His laid-back attitude seemed par for the course with most of the people I met who were regulars at hang gliding. Not that they didn't take safety seriously, but they just seemed to really enjoy what they were doing. And I can see why!
When I originally thought of hang gliding, I assumed I would be jumping off the edge of a mountain somewhere. While it seemed daunting, it also seemed like a wonderful thing to do. And while that is an option for trained hang gliders, it's not an option for beginners at Lookout Mountain. I did have to drive to the top of the mountain, go to the office, and read and fill out the necessary papers.
Which means I had to walk by the launch ramp. And to be honest, once I saw that, I was very glad that I wouldn't be jumping off it anytime soon! Here is the office, and you can see just the begining of the ramp to the right. (You can see "Lookout Mountai" etched in concrete.)
And here it is from the side. It's 1300 feet above the valley below. "Daunting" does not begin to describe the way I thought of it once I saw it. I've always been one to go pretty close to the edge of a cliff, but this ramp with its purposeful slope and no true "edge," put the fear of heights in me perhaps for the first time.
Much less daunting, then, was driving back down to the valley, onto a huge green field where everyone's feet were on the ground. I took a turn into the wrong parking lot, which led me to meet Walter, who is a friend of our friend Keith, an avid hang glider. And it turned out Walter, from Arkansas, knew Chris, from my hometown, who was there that very day. And when I met him, it turned out that he had actually done some remodeling work for my sister. Small world!

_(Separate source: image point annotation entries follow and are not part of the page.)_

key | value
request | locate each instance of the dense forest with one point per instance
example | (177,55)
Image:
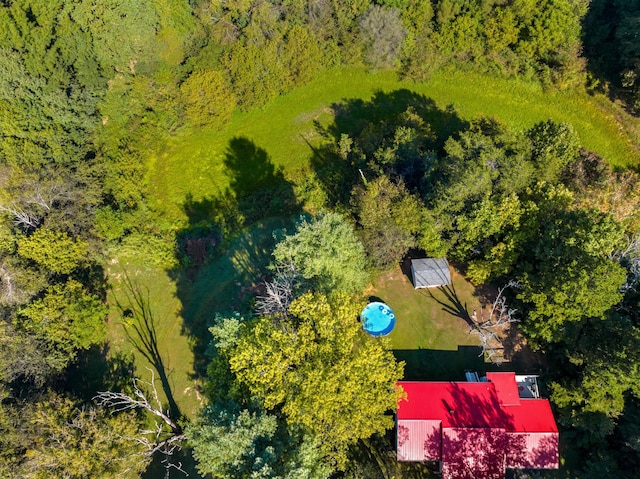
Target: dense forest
(88,88)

So by this time I was feeling pretty much in good hands already, making so many personal connections.
I watched an instructional video, filled out another form saying I understood various things related to what we would be doing, and soon it was my turn.

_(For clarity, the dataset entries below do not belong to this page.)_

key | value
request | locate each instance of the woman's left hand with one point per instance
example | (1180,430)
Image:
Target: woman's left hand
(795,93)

I had spent time thinking about what I would wear for this adventure. Since we were going 4,000 feet up, I knew I had to dress warmly. And I wanted to wear something that had some significance for me. And, yes, I wanted to look nice, because I had paid to have pictures made.

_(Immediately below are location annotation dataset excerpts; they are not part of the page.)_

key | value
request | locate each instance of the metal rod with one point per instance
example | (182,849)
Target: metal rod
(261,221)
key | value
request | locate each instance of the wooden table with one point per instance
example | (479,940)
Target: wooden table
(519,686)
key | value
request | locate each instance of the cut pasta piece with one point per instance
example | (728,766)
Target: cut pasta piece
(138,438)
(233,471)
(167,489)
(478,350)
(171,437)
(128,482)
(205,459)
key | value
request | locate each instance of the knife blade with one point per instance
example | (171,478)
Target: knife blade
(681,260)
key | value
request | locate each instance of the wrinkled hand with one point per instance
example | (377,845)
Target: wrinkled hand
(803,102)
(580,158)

Well, the warm part mattered. And I was glad to have crosses from some special people in my pocket, kind of a way to share the experience.
But as for how I looked, it just didn't matter! You wear a helmet (of course, but I had never even thought about that), and they put you in this big harness that is rather complicated with wires and straps. I had to have help to get into it without falling over. As you will see in a picture yet to come, my attire hardly mattered (except for warmth.)
So, the glider was attached to an airplane by a long rope. And we were both attached to the glider by these harness contraptions.
People ask if I wasn't scared to do this. The truth is, walking up near the launch ramp was scary to me. But taking off from the ground like this, with this obviously not nervous Eric in charge, I didn't feel scared. Excited, yes. Eager, yes. A little nervous just not knowing exactly how it would be, yes. But it really wasn't scary.
Like many things in life, the not knowing was scarier than the actual doing.